North Korea's years long use of scare tactics as a bargaining chip to secure aid and other concessions — only to later renege on promises — has worn thin the patience of five nations negotiating with Pyongyang, said U.S. Defense Secretary Robert Gates.
"There are other ways perhaps to get the North Koreans to change their approach," Gates said. "I think this notion that we buy our way back to the status quo ante is an approach that I personally at least think we ought to think very hard about."
The sharp statements were echoed by the South Korean defense minister and even China — North Korea's strongest ally. Taken together, they reflect fears throughout the region that last week's nuclear and missile tests by Pyongyang could spiral out of control and lead to fighting.
The North said it would no longer honor a 1953 armistice truce with South Korea after Seoul joined a 90-plus nation security alliance that seeks to curb nuclear trafficking on the seas.
Additionally, the U.N. Security Council is drafting financial and military sanctions against North Korea as punishment for the weapons testing. Similar sanctions approved after Pyongyang's 2006 atomic test have been only sporadically enforced, and largely ignored by China and Russia.
Gates warned North Korea against secretly selling its weapons technology to other rogue nations, saying the U.S. "will not stand idly by."
Later, at what officials called the first-ever meeting among defense chiefs from the U.S., Japan and South Korea, Gates asked his counterparts to begin considering other steps against Pyongyang should the regime continue to escalate is nuclear program.
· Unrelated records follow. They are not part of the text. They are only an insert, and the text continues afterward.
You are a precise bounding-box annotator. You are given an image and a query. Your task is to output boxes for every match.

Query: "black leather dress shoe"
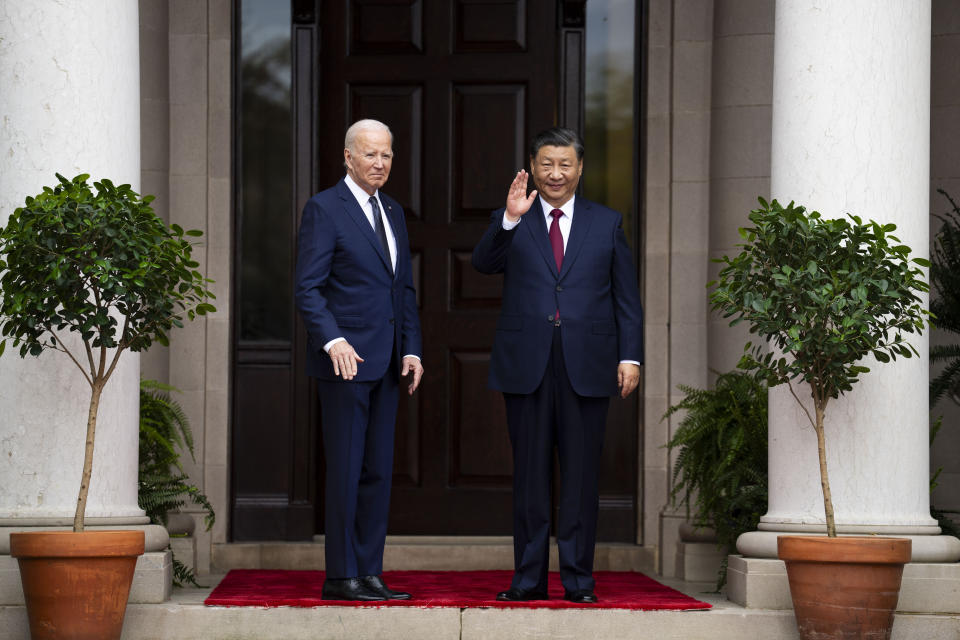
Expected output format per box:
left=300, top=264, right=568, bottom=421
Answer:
left=496, top=587, right=549, bottom=601
left=563, top=589, right=598, bottom=604
left=360, top=575, right=412, bottom=600
left=321, top=577, right=386, bottom=601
The three military leaders did not discuss specific potential actions but U.S. officials who attended the half-hour meeting said any steps would be taken in self-defense.
South Korean Defense Minister Lee Sang-hee said the talks "could not have come at a better time."
"North Korea perhaps to this point may have mistakenly believed that it could be perhaps rewarded for its wrong behaviors," Lee told reporters. "But that is no longer the case."
Gates does not plan to build up American troops in the region, and said Saturday he currently does not consider North Korea to pose a direct military threat to the United States.
Earlier in the day, Lt. Gen. Ma Xiaotian, the second-in-command of the General Staff of China's military, told the security forum that Beijing "has expressed a firm opposition and grave concern about the nuclear test."
The Obama administration also announced it would dispatch a delegation Sunday to Tokyo, Seoul, Beijing and possibly Moscow over the next week to discuss how to respond to North Korea.
Mark Fitzpatrick, an expert on nonproliferation issues with the International Institute for Strategic Studies and a former top U.S. State Department official, said North Korea is likely to respond heatedly to whatever actions the U.S. and allies take to stem the weapons threat.
"North Korea's responses to date have been so far above and beyond the normal tit-for-tat," Fitzpatrick said Saturday. "If they again escalate, I think we could see some low-level conflict, some shooting incidents at sea. But then one can't say, well, we can't respond at all because North Korea might use it as a provocation. North Korea will use any response as a provocation."